Suppose we pick two null vectors ##x## and ##y## as a basis for 2-D Minkowski spacetime. For concreteness, let's use ##x = (1, 1)## and ##y = (1, -1)## in ordinary inertial coordinates. Then any other vector ##v## can be expressed as a linear combination ##v = ax + by##. The length of ##v## is then given by some function ##f## of ##l(x)##, ##l(y)##, ##a##, and ##b##; i.e., ##l(v) = f(l(x), l(y), a, b)##; in our case, since ##l(x) = l(y) = 0##, we can simplify this to ##l(v) = f(a, b)##. If we then Lorentz transform, the basis vectors in the new inertial frame will have different numerical components; for example, if the Doppler factor of the transformation is 2, then in the new frame we will have ##x = (2, 2)## and ##y = (0.5, -0.5)##. But the vector ##v## will still be given by ##ax + by##, and the length of ##v## will still be given by ##l(v) = f(a, b)##.

Now suppose we change our minds and decide to use the null vector ##u = (2, 2)## instead of ##x## as the first of our two basis vectors. Then any vector ##v## can be expressed as a linear combination ##v = cu + dy##. The length of ##v## is then given by some function ##l(v) = g(c, d)##, where ##g## is a different function from ##f## above. But this different formula for the length of ##v## will still be preserved by a Lorentz transformation.
 
  • #39
The point of a "derivation" of the Lorentz transformation is to show how, in principle, one could have used simpler ideas to guess that the Lorentz transformation would be a useful ingredient in a theory of physics. It shows that a version of SR can be found by someone who doesn't already know what the theory looks like.

If you take Minkowski spacetime as a starting point, then you're doing something very different. You are showing that Minkowski spacetime contains all the mathematics we need to state such a theory in a nice way.

Both of these things are interesting to me. The latter is an important thing to study if you want a thorough understanding of the mathematics of SR. The former is an important thing to study if you want to understand what SR has in common with, and how it differs from, pre-relativistic classical mechanics.

Minkowski spacetime can be defined as a smooth manifold, an affine space, or a vector space. These options give us equivalent theories of physics. The vector space approach is ugly in the sense that it makes one event in spacetime (the 0 vector) mathematically special, even though it's not physically special. (The theory predicts that an experiment carried out there has the same results as if it's carried out somewhere else).
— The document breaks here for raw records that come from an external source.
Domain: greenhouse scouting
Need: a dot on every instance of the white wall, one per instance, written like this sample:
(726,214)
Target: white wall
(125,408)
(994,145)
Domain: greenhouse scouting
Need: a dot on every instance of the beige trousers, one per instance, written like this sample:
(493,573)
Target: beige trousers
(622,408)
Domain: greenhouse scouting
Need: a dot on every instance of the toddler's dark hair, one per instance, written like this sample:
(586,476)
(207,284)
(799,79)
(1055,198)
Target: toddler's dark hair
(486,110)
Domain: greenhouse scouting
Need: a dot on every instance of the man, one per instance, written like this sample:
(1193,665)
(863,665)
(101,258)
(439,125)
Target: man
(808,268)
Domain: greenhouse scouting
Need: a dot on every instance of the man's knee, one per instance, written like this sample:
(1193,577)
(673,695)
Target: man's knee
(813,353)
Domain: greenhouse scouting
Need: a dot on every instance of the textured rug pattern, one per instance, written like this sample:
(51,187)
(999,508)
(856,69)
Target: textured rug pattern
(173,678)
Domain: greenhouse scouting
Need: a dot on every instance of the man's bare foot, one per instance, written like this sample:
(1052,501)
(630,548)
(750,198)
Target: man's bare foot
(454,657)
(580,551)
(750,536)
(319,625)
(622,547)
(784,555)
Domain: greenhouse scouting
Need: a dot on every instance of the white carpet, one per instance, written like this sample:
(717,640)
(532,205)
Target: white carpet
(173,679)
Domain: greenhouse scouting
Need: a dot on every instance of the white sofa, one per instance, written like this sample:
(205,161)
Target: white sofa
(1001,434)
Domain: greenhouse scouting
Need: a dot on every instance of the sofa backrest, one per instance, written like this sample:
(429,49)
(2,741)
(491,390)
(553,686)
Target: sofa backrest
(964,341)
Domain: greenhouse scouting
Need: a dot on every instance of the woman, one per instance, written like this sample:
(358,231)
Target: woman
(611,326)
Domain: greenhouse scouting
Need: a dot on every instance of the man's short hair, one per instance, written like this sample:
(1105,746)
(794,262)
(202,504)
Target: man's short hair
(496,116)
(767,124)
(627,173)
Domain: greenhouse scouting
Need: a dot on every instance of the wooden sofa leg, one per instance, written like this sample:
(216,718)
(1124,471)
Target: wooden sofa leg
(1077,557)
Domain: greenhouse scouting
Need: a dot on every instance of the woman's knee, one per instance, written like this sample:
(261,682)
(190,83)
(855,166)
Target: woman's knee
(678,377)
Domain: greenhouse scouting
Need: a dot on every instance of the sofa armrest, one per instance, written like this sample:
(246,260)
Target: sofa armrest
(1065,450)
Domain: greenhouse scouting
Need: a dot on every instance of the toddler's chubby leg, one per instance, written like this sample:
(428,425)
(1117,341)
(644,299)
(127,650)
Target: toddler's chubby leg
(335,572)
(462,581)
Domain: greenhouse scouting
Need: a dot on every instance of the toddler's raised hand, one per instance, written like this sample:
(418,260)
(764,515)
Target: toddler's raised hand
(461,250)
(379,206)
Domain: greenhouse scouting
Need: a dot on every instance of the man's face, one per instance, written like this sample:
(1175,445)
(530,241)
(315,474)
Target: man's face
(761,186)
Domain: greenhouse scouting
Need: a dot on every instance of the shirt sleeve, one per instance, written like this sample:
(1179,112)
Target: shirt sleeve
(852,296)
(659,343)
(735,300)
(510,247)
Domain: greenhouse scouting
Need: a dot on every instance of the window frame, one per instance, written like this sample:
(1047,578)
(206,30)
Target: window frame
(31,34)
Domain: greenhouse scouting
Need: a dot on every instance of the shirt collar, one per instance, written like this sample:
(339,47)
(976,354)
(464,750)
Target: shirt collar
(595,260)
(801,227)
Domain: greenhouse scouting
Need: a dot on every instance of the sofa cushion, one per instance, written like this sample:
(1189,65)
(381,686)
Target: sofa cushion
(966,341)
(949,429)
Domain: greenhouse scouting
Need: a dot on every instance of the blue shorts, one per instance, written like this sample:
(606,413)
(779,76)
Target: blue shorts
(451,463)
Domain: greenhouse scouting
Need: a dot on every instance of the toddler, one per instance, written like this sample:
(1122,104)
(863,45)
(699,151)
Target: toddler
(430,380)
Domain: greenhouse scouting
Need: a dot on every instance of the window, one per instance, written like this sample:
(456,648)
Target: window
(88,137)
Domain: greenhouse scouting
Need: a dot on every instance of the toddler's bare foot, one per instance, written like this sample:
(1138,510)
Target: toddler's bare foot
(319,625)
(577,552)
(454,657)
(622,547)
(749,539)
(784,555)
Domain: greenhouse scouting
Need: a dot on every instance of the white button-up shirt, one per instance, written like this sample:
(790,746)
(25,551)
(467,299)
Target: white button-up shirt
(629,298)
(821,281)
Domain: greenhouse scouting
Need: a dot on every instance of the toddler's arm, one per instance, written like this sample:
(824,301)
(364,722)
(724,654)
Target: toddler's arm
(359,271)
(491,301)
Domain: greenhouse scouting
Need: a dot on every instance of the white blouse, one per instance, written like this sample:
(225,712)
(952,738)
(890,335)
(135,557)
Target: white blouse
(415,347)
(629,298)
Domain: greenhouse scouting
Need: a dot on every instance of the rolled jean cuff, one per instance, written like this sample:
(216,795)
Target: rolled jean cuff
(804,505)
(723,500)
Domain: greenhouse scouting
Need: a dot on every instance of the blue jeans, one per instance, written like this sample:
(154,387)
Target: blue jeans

But the vector space approach has the advantage that it makes the mathematics much simpler.

So let's define (the vector space version of) Minkowski spacetime as the pair (M,g), where M is ##\mathbb R^4## with the usual vector space structure, and g is the map from M×M into M defined by ##g(x,y)=x^T\eta y## for all x,y in M. Now the claim that "space is isotropic" can be interpreted in the following way: The group of all vector space automorphisms of M that preserve G (i.e. the Poincaré group), has a subgroup that consists of all the linear operators on M that can be written in the form
$$\begin{pmatrix}1 & 0 & 0 & 0\\ 0 & & & \\ 0 & & R &\\ 0 & & &\end{pmatrix},$$ where ##R\in\operatorname{SO}(3)##.

Of course, we can only do this if we have already defined Minkowski spacetime, so it can't be part of one of those "derivations" of the Lorentz transformation from simpler ideas. To incorporate isotropy in such a derivation, I would do the following. We're trying to find a theory of physics in which spacetime is a mathematical structure with underlying set ##M=\mathbb R^4##. We want this theory to involve global inertial coordinate systems, i.e. maps ##x:M\to\mathbb R^4## that correspond to inertial (i.e. non-accelerating) observers. We want these global inertial coordinate systems to be such that if x and y are global inertial coordinate systems, then the map ##x\circ y^{-1}## is a bijection from M to M that takes straight lines to straight lines (because the motion of an inertial observer should always be a straight line in the coordinate system used by another inertial observer). It can be shown that this implies that these maps are linear. The proof is quite long. We also want this set to be a group. (This is easy to justify by physical principles). Now we can interpret the requirement of isotropy as the choice to only look for groups that have a subgroup that consists of those transformations that can be written in the form above.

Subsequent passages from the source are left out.